Citrasoma pun menyanggupi. Sebagai calon raja pastilah dia sudah dibekali dengan ilmu kadigdayan
yang tidak main-main. Maka dia matek aji sirep hingga membuat semua orang di tempat itu tertidur
pulas.

”Sudah Nyai. Syaratmu sudah aku penuhi. Mari penuhi permintaanku,” kata Citrasoma (Lagi-lagi ini
kurang lebih karena tidak ada dialog di buku Ronggowarsito).

Nyai Pamekas lagi-lagi tersenyum sebelum kemudian berkata ”Belum semua tidur Pangeran,”
katanya lembut.

Citrasoma pun keheranan. Dia yakin semua orang yang kena ilmu sirepnya pasti kelenger tak
berdaya. ”Siapa yang begitu sakti bisa menahan ilmuku,” batinnya

”Siapa yang belum tidur Nyai? Tidak mungkin ada yang bisa menahan ilmuku,” sesorah Citrasoma.
Lagi-lagi Nyai Pamekas tersenyum sebelum berujar ”Saya belum tidur, Pangeran juga belum tidur.”

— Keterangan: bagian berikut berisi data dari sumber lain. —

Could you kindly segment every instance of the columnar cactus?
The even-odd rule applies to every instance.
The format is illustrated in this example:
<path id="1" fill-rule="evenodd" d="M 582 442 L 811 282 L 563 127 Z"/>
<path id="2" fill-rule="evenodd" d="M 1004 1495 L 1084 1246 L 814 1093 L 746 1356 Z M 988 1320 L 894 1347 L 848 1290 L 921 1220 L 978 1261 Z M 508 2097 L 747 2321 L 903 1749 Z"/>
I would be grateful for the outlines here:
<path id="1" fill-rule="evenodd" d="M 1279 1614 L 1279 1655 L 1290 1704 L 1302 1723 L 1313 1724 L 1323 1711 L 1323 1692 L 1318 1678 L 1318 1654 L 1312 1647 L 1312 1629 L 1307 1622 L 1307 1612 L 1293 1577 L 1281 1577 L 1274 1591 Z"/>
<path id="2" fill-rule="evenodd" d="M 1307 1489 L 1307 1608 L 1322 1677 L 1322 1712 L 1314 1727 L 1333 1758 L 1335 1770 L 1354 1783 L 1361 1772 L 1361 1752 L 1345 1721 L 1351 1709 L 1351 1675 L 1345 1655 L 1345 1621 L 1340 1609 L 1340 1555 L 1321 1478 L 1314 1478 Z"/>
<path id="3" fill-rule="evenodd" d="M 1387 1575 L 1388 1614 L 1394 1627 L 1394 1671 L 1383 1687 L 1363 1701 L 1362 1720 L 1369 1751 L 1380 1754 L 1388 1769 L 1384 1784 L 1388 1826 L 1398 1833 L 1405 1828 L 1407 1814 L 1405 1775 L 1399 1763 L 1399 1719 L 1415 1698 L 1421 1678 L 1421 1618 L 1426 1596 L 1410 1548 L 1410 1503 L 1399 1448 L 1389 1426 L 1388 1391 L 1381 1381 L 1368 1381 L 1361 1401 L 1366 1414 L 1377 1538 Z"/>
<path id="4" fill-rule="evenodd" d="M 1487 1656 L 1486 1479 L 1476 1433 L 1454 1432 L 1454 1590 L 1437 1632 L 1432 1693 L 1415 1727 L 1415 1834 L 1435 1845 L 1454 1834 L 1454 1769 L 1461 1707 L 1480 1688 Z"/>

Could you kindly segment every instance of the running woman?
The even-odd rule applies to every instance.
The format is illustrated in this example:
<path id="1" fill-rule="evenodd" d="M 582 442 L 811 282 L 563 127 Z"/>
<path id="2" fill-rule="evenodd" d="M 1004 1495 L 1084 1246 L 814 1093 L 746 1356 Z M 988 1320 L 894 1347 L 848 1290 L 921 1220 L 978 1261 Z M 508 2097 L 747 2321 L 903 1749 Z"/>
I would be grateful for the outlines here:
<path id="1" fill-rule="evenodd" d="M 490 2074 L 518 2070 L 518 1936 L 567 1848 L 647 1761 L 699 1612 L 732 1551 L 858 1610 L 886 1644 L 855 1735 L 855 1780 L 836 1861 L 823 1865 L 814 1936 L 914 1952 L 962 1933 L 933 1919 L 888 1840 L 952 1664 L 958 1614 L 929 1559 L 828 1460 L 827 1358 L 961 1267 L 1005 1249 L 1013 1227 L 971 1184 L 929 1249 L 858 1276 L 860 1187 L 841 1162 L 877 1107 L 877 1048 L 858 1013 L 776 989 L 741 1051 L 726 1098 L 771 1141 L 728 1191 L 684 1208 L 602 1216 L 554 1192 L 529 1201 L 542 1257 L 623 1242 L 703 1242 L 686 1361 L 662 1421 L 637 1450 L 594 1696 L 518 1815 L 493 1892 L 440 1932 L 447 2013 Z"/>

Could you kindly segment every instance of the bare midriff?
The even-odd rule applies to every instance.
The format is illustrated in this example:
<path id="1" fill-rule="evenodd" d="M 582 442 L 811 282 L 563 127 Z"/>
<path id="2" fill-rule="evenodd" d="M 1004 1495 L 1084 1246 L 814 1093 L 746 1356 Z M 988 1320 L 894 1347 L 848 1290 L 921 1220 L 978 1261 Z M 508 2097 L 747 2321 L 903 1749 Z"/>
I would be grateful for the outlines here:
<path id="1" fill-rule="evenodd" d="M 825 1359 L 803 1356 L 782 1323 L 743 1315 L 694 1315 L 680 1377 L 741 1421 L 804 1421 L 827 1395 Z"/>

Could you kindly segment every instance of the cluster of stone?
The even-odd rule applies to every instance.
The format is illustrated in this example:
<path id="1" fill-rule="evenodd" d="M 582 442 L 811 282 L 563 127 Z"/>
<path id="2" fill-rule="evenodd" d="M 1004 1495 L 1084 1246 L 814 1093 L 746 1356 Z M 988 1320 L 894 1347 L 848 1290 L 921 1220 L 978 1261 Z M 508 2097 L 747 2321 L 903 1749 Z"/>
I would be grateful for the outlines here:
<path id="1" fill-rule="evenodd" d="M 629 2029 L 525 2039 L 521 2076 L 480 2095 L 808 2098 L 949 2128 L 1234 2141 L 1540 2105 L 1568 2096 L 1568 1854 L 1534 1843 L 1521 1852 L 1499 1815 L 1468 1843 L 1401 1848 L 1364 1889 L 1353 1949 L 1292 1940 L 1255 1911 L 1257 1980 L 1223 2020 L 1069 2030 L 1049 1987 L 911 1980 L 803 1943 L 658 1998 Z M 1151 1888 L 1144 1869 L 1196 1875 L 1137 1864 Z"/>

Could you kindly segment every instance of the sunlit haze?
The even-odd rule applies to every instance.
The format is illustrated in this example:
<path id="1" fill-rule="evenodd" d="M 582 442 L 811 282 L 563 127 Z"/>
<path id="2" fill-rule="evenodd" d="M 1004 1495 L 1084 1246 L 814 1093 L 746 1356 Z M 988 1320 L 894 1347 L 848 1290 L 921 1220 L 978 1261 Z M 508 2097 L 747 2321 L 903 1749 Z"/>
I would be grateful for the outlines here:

”Ya tidak mungkin lah nyai, gimana mau melakukan jika aku dan kamu tidur,” sergah Citrasoma.
”Jangan mengada-ada dan cari-cari alasan lah Nyai,” tambahnya.

Nyai Pamekas tetap saja tenang. ”Kecuali saya dan pangeran juga masih ada yang belum tidur,”
ujarnya

”Siapa?” tanya Citrasoma

”Gusti kang Maha Kuasa,” ucap Pamekas yang seketika membuat Citrasoma terdiam. Kalimat singkat
itu seperti palu godam yang memukul kepalanya dan mengembalikan kesadarannya yang hilang
ditelan nafsu. Seketika dia sadar dan malu dengan kesalahan yang dia lakukan. Akhirnya dia pun
mengurungkan niatnya dan selamatlah dia dari tindakan tercela. Sementara Nyai Pemekas dengan
kelembutannya berhasil mengalahkan nafsu jahat orang yang memiliki kuasa sekaligus
mempertahankan kesuciannya sebagai seorang istri.
Nah dari situlah Ronggowarsito kemudian menciptakan tembang Kinanthi yang memuat kata Suro
Diro Joyoningrat Lebur Dening Pangastuti itu.

Mudah-mudahan bermanfaat. Setidaknya kita jadi tahu dan makin mantab menggunakan kalimat itu
sebagai filosofi hidup. Tidak hanya ketika kita didzolimi orang yang berkuasa.